Aug 5, 2021 Arts
Founded in 2002, the Walters Prize (named in honor of the great New Zealand appropriation icon, Gordon Walters) took an unscheduled break from its biannual schedule in 2001 but is back for its tenth iteration, with four nominees vying for the $50,000 prize (which, although not quite the potentially life changing windfall it was 20 years ago, is certainly nothing to be sniffed at).
The presentation of the finalist’s work at the Auckland Art Gallery is always a slightly odd contrivance — a greatest hits of exhibitions by New Zealanders around the world, broken apart, uprooted, airlifted, sometimes added to or subtracted from and recontextualised to exist next to one another in a major public gallery.
Three of the finalist’s works have a documentary bent; Fiona Amundsen’s A Body that Lives looks at Japanese experience in World War 2, Sonya Lacey’s Weekend at an early public pool in London and Sriwhana Spong’s The Painter-tailer at the Balinese home of her grandfather. It seems likely that of these, Spong’s will have the most resonance with the judges with the subject and treatment more intimate than Amundsen or Lacey’s, both of whom’s work can seem dryly academic by comparison. Also possibly in her favour, Spong is a very rare repeat nominee and there could be a sense that it is simply her turn given the strength of her career and her repeated appearances in the upper levels of the gallery over the past few years.
The fourth nominee, Atapō however, will be no easy beat. An intergenerational, feel-good collaboration between the Mata Aho collective and the revered Maureen Lander, playing a home game as the only work still sitting where it was originally meant to at the South-East end of the Lower Grey Gallery as part of the gallery’s recent blockbuster Toi Tū Toi Ora: Contemporary Maori Art (which is being slowly dismantled around it) and removed from the other works which have all landed in the more traditionally modern Chartwell galleries of the second floor.
This year’s international guest judge — theoretically impartial and unswayed by prior dealings inside New Zealand’s insular and often jealousy-ridden visual arts community — is Kate Fowle, currently director at MoMA PS1 and previously of the Garage Museum of Art in Moscow. Due to the restricted state of international travel, she’ll be judging the works from home by way of a ‘virtual exhibition’ which feels like it might be the only thing that could hurt Atapō’s chances — its quality reveals itself to you as you walk around it’s singular form and get a feel for the Op-Artiness of its woven layers, while the other works on show are multi-part and bitsy in a way that can often come across impressively in a virtual environment which tends to reward ‘more-ness’ in the absence of tangible experience.
The Nominees
Fiona Amundsen, A Body that Lives, 2018, Auckland Art Gallery Toi o Tāmaki, 2021
Metro betting odds—$6.00
“Fiona Amundsen will show in its entirety her impactful installation, A Body that Lives, 2018, which through video documentary focuses on three key episodes of Japanese experience during World War II. This poignant installation includes photographic images which extend the narratives. Originally shown at St Paul St gallery.”

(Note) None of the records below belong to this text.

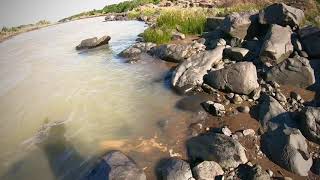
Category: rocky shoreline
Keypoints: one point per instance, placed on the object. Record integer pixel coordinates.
(244, 64)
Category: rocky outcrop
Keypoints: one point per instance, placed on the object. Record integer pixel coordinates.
(310, 37)
(293, 71)
(191, 71)
(176, 169)
(311, 123)
(241, 25)
(207, 170)
(220, 148)
(240, 78)
(277, 45)
(93, 42)
(116, 165)
(281, 14)
(288, 148)
(176, 52)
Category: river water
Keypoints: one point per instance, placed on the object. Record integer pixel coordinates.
(61, 109)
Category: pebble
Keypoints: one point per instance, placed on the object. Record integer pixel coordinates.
(248, 132)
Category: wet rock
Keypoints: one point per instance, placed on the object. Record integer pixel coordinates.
(175, 169)
(176, 52)
(311, 123)
(257, 173)
(310, 38)
(244, 109)
(281, 14)
(288, 148)
(191, 71)
(239, 78)
(236, 53)
(293, 71)
(241, 25)
(178, 36)
(93, 42)
(207, 170)
(222, 149)
(213, 108)
(116, 165)
(277, 45)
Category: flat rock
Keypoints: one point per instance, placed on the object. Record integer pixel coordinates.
(311, 123)
(281, 14)
(93, 42)
(207, 170)
(293, 71)
(277, 45)
(239, 78)
(116, 165)
(220, 148)
(176, 169)
(191, 71)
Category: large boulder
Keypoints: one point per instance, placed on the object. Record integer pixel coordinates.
(240, 78)
(311, 123)
(281, 14)
(272, 115)
(191, 71)
(288, 148)
(293, 71)
(116, 165)
(176, 169)
(207, 170)
(93, 42)
(241, 25)
(220, 148)
(310, 37)
(177, 52)
(277, 45)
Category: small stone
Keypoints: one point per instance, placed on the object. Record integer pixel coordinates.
(248, 132)
(226, 131)
(244, 109)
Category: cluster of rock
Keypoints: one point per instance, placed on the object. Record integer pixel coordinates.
(93, 42)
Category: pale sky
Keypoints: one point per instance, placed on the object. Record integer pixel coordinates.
(17, 12)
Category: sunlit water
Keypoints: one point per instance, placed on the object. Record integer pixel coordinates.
(60, 108)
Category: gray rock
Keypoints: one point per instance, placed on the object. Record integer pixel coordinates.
(288, 148)
(215, 109)
(241, 25)
(239, 78)
(310, 38)
(281, 14)
(176, 169)
(191, 71)
(116, 165)
(277, 45)
(93, 42)
(293, 71)
(236, 53)
(207, 170)
(222, 149)
(311, 123)
(176, 52)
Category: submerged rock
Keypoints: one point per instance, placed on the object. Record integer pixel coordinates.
(311, 123)
(116, 165)
(277, 45)
(239, 78)
(220, 148)
(191, 71)
(93, 42)
(207, 170)
(293, 71)
(176, 169)
(281, 14)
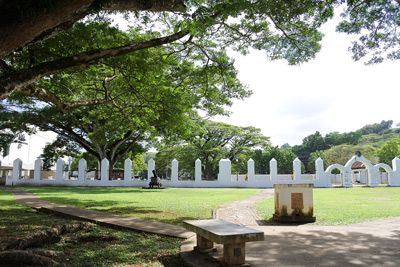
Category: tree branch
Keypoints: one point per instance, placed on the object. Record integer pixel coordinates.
(11, 82)
(19, 29)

The Mata Aho Collective and Maureen Lander, Atapō, 2020, Auckland Art Gallery Toi o Tāmaki, 2021
Metro betting odds—$2.50
“The Mata Aho Collective present their work Atapō, 2020. Co-created with senior artist Maureen Lander, Atapō was originally commissioned for Toi Tū Toi Ora: Contemporary Maori Art (2020–21). For the Prize, the sculpture’s presentation has been dramatically reimagined to give it greater command of the exhibition space. Collective is comprised of Erena Baker, Sarah Hudson, Bridget Reweti and Terri Te Tau.”
Sonya Lacey, Weekend, 2018, Auckland Art Gallery Toi o Tāmaki, 2021
Metro betting odds—$8.00
“Lacey will exhibit Weekend, 2018–21, with collage, video, film and sculptural forms that result from her research into the St Bride Foundation, London. Two significant new sculptural works will expand her investigation of this 19th-century leisure centre, a place of respite for working professionals in the great English city.”

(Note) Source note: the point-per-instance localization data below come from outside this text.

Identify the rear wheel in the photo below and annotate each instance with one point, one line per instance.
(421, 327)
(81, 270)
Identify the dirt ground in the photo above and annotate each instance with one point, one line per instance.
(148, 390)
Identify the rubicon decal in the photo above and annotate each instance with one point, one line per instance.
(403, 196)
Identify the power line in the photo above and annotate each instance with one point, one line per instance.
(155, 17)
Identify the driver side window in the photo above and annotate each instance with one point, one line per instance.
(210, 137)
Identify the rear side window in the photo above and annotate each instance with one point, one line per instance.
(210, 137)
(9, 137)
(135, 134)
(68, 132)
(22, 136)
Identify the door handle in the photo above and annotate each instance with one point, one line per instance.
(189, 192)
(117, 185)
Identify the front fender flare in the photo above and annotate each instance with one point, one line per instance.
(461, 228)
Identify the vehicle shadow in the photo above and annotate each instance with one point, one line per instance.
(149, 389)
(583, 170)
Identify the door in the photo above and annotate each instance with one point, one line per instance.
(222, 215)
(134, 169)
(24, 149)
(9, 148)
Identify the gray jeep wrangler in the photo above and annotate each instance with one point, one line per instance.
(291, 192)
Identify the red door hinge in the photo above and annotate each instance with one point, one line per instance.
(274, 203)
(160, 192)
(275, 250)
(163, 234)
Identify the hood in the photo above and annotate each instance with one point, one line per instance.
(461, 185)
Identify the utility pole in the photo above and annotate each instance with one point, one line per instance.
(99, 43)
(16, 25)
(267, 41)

Sriwhana Spong, The painter-tailer, 2019–21, Auckland Art Gallery Toi o Tāmaki, 2021
Metro betting odds—$3.00
“Sriwhana Spong will exhibit The painter-tailer, 2019–21, which centres around the home of her paternal Balinese grand- father. Never seen before in New Zealand, this materially rich mixed-media artwork will include Spong’s ‘personal orchestra’: a collection of sculptural instruments inspired by the Indonesian gamelan.”